Un proceso que nunca se cierra

La reforma del estatuto catalán ha demostrado que esto no era así, que el proceso autonómico –teóricamente transitorio– nunca concluirá mientras un gobierno central necesite en el parlamento de votos ajenos.

El progrerío tilda de catastrofistas o apocalípticos a quienes señalan la existencia de un proceso de desintegración nacional, a cuantos describen lo que, bajo el chantaje de fuerzas disgregadoras, están haciendo los estadistas Rodríguez y Blanco, dignos herederos del glorioso PSOE de González, Guerra, Serra, Barrionuevo, Vera y Roldán. Si les pone nerviosos la calificación de sus actos, convengamos en ceñirnos al análisis sobrio, a ver si son capaces de explicar algunas cosas.

Como, por ejemplo, cuál es el final lógico de una dinámica de transferencias competenciales hacia abajo (Comunidades Autónomas) que nunca logra cerrarse y que, además, coincide con la imparable, general y benéfica cesión de poder hacia arriba (Unión Europea). El grueso de las fuerzas políticas que alcanzaron el consenso constitucional tenía en mente un proceso de profunda descentralización que un día terminaría, dejando intactos, en manos de la única administración que cubre la totalidad del territorio español, ciertos atributos de soberanía.

La reforma del estatuto catalán ha demostrado que esto no era así, que el proceso autonómico –teóricamente transitorio– nunca concluirá mientras un gobierno central necesite en el parlamento de votos ajenos. Los nacionalistas jamás han renunciado a nada y no han dejado de avanzar. Esta proeza ha sido posible debido a dos deficiencias del sistema instaurado en 1978: el artículo 150.2 de la Constitución, que vacía de sentido el concepto de titularidad estatal, y el sistema electoral, que magnifica la importancia de pequeñas fuerzas siempre que sean territoriales, permitiendo, sin ir más lejos, que los representantes del 2’5 % del electorado (ERC) se alcen como tercera fuerza en España, con ocho diputados.

Tras varios años de malgastar energías y de secuestrar a la opinión pública con un debate artificial, están a punto de servirles a los nacionalistas una solución jurídico-política y financiero-fiscal que no cierra ninguna de sus reivindicaciones. Pero eso es exactamente lo que CiU necesita: el combustible de la coalición es la queja, el victimismo, la reivindicación agraviada. En términos históricos y de estabilidad, el nuevo estatuto será peor que inútil; será contraproducente: no sólo mantiene vivos todos los argumentos del nacionalismo sino que los refuerza, los excita.

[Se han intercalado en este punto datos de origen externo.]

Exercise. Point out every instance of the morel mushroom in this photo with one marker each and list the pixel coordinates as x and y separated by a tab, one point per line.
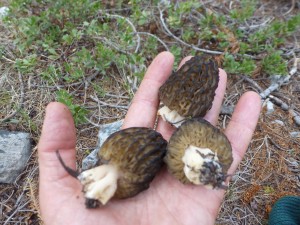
199	153
128	162
189	92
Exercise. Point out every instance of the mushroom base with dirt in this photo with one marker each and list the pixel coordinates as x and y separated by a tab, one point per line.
200	154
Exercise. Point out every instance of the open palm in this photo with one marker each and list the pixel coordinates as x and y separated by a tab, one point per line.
167	201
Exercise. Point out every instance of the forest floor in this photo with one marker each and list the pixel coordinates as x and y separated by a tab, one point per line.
95	63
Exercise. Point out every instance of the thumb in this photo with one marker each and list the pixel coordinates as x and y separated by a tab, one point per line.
58	133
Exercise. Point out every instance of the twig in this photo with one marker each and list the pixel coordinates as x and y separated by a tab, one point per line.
291	9
17	209
111	44
284	106
296	117
157	38
280	82
107	104
181	41
20	102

Se ha descoyuntado el edificio constitucional sin contemplar mecanismos de equilibrio. Y se ha hecho, simplemente, para conservar un poder que, dadas las circunstancias, y estando en juego el diseño institucional, la igualdad de los ciudadanos, la soberanía nacional y la solidaridad territorial, el PP habría garantizado a Rodríguez sin riesgos, conformando una mayoría de Estado que contaría con el ochenta por ciento del electorado. Pero esa vía entraría en contradicción con el principal objetivo del PSOE: expulsar al primer partido de España del juego político, hacer imposible su eventual regreso al poder.